N-Glycan Abnormalities in Children with Galactosemia

Galactose intoxication and over-restriction in galactosemia may affect glycosylation pathways and cause multisystem effects. In this study, we describe an applied hydrophilic interaction chromatography ultra-performance liquid chromatography high-throughput method to analyze whole serum and extracted IgG N-glycans with measurement of agalactosylated (G0), monogalactosylated (G1), and digalactosylated (G2) structures as a quantitative measure of galactose incorporation. This was applied to nine children with severe galactosemia (genotype Q188R/Q188R) and one child with a milder variant (genotype S135L/S135L). The profiles were also compared with those obtained from three age-matched children with PMM2-CDG (congenital disorder of glycosylation type Ia) and nine pediatric control samples.

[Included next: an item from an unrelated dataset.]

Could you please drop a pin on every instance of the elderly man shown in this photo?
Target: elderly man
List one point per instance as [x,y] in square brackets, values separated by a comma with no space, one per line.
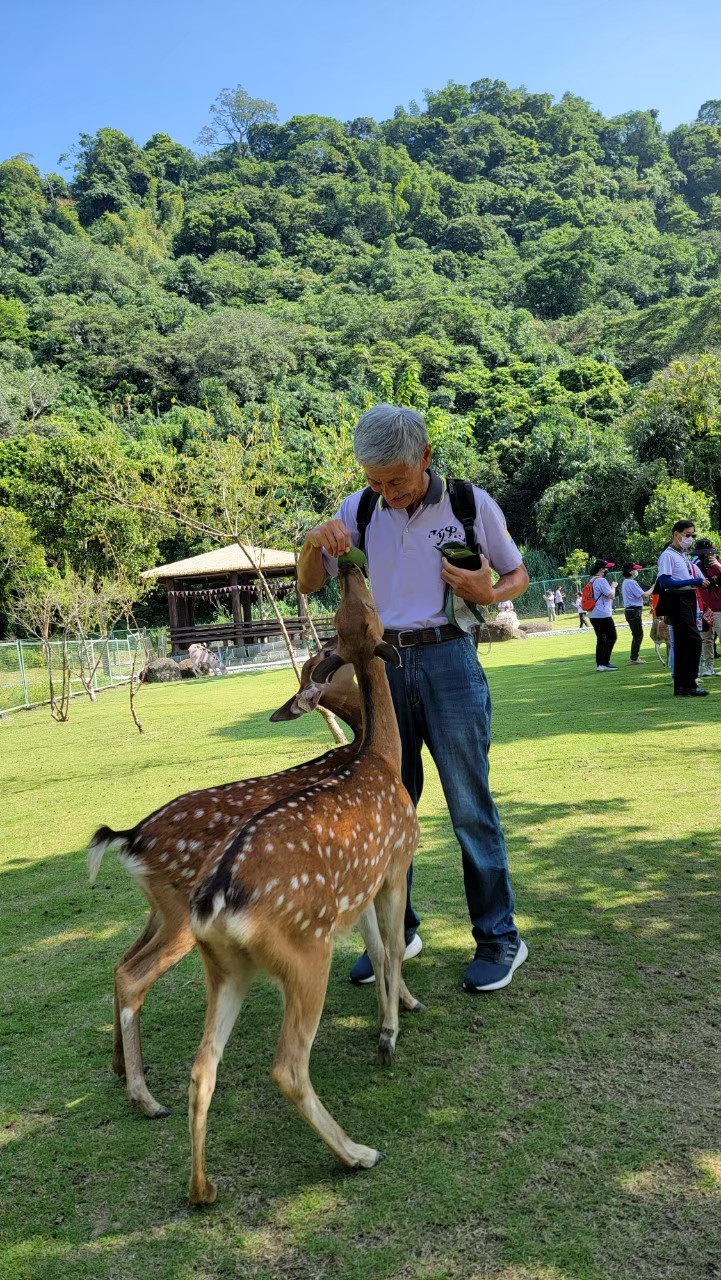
[441,693]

We have observed that severe N-glycan assembly defects correct in the neonate following dietary restriction of galactose. However, treated adult galactosemia patients continue to exhibit ongoing N-glycan processing defects. We have now applied informative galactose incorporation ratios as a method of studying the presence of N-glycan processing defects in children with galactosemia. We identified N-glycan processing defects present in galactosemia children from an early age. For G0/G1, G0/G2, and (G0/G1)/G2 ratios, the difference noted between galactosemia patients and controls was found to be statistically significant (p = 0.002, 0.01, and 0.006, respectively).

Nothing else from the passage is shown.